Consistent with national mandates and policies, Bolivia seeks the valorisation and recovery of ancestral knowledge as a central component of CC adaptation actions. This solution focuses on an approach of adaptation based on communities and their ancestral knowledge on climate, which goes beyond the traditional approach of ecosystems-based adaptation (EbA).
In this sense, the Bioculture and Climate Change Project has been executed by the Plurinational Authority of Mother Earth (APMT) with funding from the Swiss Development Cooperation (SDC). The articulating axis of the program is water, fundamental in the central Andes, as well as a component of food sovereignty and agrobiodiversity. It is developed in the upper valley of Cochabamba for the protection of watersheds, through the co-creation and revaluation of ancestral knowledge. The project benefits indigenous and peasant families from 300 communities in 27 municipalities in the Andean and sub-Andean areas of the country and proposes a fusion between the sustainable management of biodiversity and the revaluation of ancestral knowledge in order to develop endogenous biocultural models.
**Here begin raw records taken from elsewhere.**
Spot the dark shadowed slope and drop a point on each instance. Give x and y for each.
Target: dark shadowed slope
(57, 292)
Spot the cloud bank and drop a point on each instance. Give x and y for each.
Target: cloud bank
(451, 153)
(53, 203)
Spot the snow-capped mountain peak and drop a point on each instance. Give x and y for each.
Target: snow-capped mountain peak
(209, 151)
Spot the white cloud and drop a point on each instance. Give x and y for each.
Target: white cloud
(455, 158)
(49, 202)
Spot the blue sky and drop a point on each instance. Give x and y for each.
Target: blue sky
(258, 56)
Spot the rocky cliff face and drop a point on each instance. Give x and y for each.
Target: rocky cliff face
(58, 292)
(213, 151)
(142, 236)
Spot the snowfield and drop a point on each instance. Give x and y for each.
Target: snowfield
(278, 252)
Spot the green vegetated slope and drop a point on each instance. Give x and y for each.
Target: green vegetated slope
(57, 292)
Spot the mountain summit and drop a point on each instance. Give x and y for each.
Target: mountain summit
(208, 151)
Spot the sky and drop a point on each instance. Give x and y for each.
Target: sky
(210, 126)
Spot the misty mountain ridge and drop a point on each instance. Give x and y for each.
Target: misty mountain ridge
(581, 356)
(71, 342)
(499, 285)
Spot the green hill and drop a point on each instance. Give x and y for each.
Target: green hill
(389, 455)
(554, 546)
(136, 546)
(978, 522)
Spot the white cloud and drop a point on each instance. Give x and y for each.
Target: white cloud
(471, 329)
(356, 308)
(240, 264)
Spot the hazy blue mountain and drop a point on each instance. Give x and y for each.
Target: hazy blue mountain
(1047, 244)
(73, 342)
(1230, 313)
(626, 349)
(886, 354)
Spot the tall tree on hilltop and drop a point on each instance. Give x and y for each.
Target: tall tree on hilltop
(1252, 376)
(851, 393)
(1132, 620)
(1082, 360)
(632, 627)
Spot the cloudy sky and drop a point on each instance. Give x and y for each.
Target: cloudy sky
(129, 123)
One of the implementation areas of the project is the municipality of Totora, department of Cochabamba. In the last decade, there has been significant losses in agricultural production due to climate change effects and the absence or poor application of productive policies in favor of the food security of families and communities. The Municipality of Totora is home to 3 basins - Totora River, Ivirizu River and Mizque River - which in turn make up 13 sub-basins. One of the major problems facing the area is the limited availability of water, problems of property rights delimitation, and the lack of watersheds protection.